I know that if $c$ is greater than a certain threshold, $\exp( f(x_t) )$ converges to 0 and $x_{t+1}$ converges to 1, thus:
\begin{equation} lim_{t \rightarrow \infty} (x_{t+1}) = 1 \end{equation}
If $c$ is smaller than a certain threshold, $\exp(f(x_t))$ goes to $\infty$ and $x_{t+1}$ converges to 0, thus:
\begin{equation} lim_{t \rightarrow \infty} (x_{t+1}) = 0. \end{equation}
(I proved the two statements above by imposing $\exp(f(x_t))<\epsilon$ and $\exp(f(x_t)) >\frac{1}{\epsilon}$, respectively, where $\epsilon$ is a sufficiently small positive number, and solving for $c$).
However, $x_{t+1} = 1$ and $x_{t+1} = 0$ do not exist. So I am wondering the following:
- can these two points ($x_{t+1} = 1$ and $x_{t+1} = 0$) be considered steady states of the system? Or they have to be defined in a different way (e.g. fixed points, or limit fixed points?)
- How can I prove their existence and stability?
Thanks!
An equilibrium point or a fixed-point is a state-value for which the dynamics does not change anymore. For a continuous-time system $\dot{x}=g(x)$, the equilibrium points are the state values $x^*$ for which we have $g(x^*)=0$. For a discrete-time system $x^+=g(x)$, the equilibrium points are the state values $x^*$ for which we have $g(x^*)=g^*$.

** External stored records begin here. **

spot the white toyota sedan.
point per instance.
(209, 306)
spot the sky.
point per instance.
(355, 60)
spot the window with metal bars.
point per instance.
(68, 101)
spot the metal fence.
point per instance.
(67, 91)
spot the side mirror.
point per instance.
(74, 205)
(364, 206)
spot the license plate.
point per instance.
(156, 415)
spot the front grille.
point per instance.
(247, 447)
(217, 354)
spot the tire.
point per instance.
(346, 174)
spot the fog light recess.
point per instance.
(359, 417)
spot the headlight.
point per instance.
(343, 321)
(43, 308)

In your case, $x^*=0$ can not be equilibrium point because that would mean that $1/(1+\exp(f(0)))=0$, which is not possible.
Similarly, the point $x^*=1$ can not be an equilibrium point since we would require $1/(1+\exp(f(1)))=1$, which is not possible.
However, it is possible that other equilibro points exist and, for that, you will need to find the solution to $x^*=1/(1+\exp(f(x^*)))$. You will need to find them numerically.
Their local stability can be analyzed by linearizing the system about that equilibrium points.
For certain values of the parameters, it turns out that when we enter a neighborhood of 0, then $f(x)\approx \omega>>0$ there and $c$ is sufficiently large. This value will be amplified by the exponential function. So, in that case we have that
$$x^+=\dfrac{1}{1+\exp(f(x))}\approx \dfrac{1}{1+\exp(\omega)}\approx 0$$
but the trajectories do not converge to zero. They will stay in a neighborhood of zero.
The same reasoning applies to the point 1 with the difference that $\omega<<0$.
For a convergence to 0, a necessary condition would be that $f(x)\to\infty$ as $x\to0$ whereas for a convergence to 1, you will need to have that $f(x)\to-\infty$ as $x\to1$.